The plots in figure 2 allow to recognize a significant environmental and operational influence on the natural frequencies and, to some extent, on the associated modal damping ratios. In addition, the occurrence of seismic events in the area, whose effects on the structural response were also recorded by the SHM system, is remarked by the red dashed lines in the same figure. The monitored structure, indeed, is located in the area of Campi Flegrei, which has been hit by several small or moderate earthquakes over the past months as a result of bradyseism. Thus, particular attention has been devoted in this study to the analysis of the patterns of natural frequencies to discriminate between environmental and operational effects, on one hand, and the possible effects of seismic input, on the other hand. Localized drops in the natural frequency time series corresponding at the occurrence of an earthquake are the first indication of a possible structural damage. However, looking at the natural frequency time series in Fig. 2 across the main seismic events (MD>3.0) occurred in the area of Campi Flegrei during the monitoring period, it is possible to recognize that there were no clear drops caused by the earthquake loadings. However, environmental and operational variables can hide minor damage effects. Thus, a more accurate anomaly detection has been carried out by applying the Principal Component Analysis (PCA) to compensate for those effects and detect possible anomalies in the structural response.

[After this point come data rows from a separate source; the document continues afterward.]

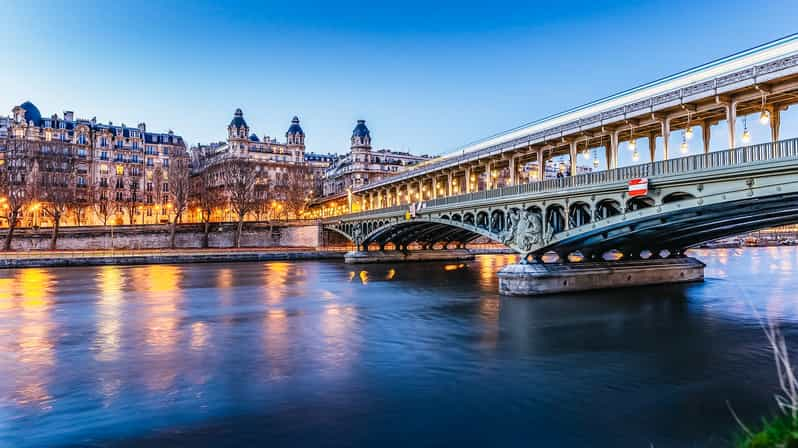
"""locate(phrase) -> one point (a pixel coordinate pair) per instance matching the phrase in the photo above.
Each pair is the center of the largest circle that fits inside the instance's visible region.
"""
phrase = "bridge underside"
(424, 233)
(673, 231)
(681, 229)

PCA is a linear technique for SHM data normalization mapping data from their original space into a new set of coordinates called principal components scores. PCA aims at projecting the original data in the principal components space and then remap only the principal components associated with the largest variability within the data back to the original space. The reverse projection allows computing the difference between the original data and reconstructed data. In particular, the L2-norm of the residuals is here considered as the novelty index (NI). With a training period spanning between November 4th, 2024 and January 31st, 2025, the threshold for anomaly detection has been set considering a 5% probability of exceedance of the NI in the training period. The NI time history after the training period is shown in Fig. 3. The results show that, apart from a few outliers overcoming the threshold, no significant changes in the structural response occurred as a result of the earthquakes which hit the structure. This is consistent with the results of visual survey and inspections carried out on the structure.
Data acquisition is managed by the S2-DDA software application (Software Solution – Dynamic Data Acquisition), while automatic data processing is performed using the S2-SHM software (Software Solution – Structural Health Monitoring).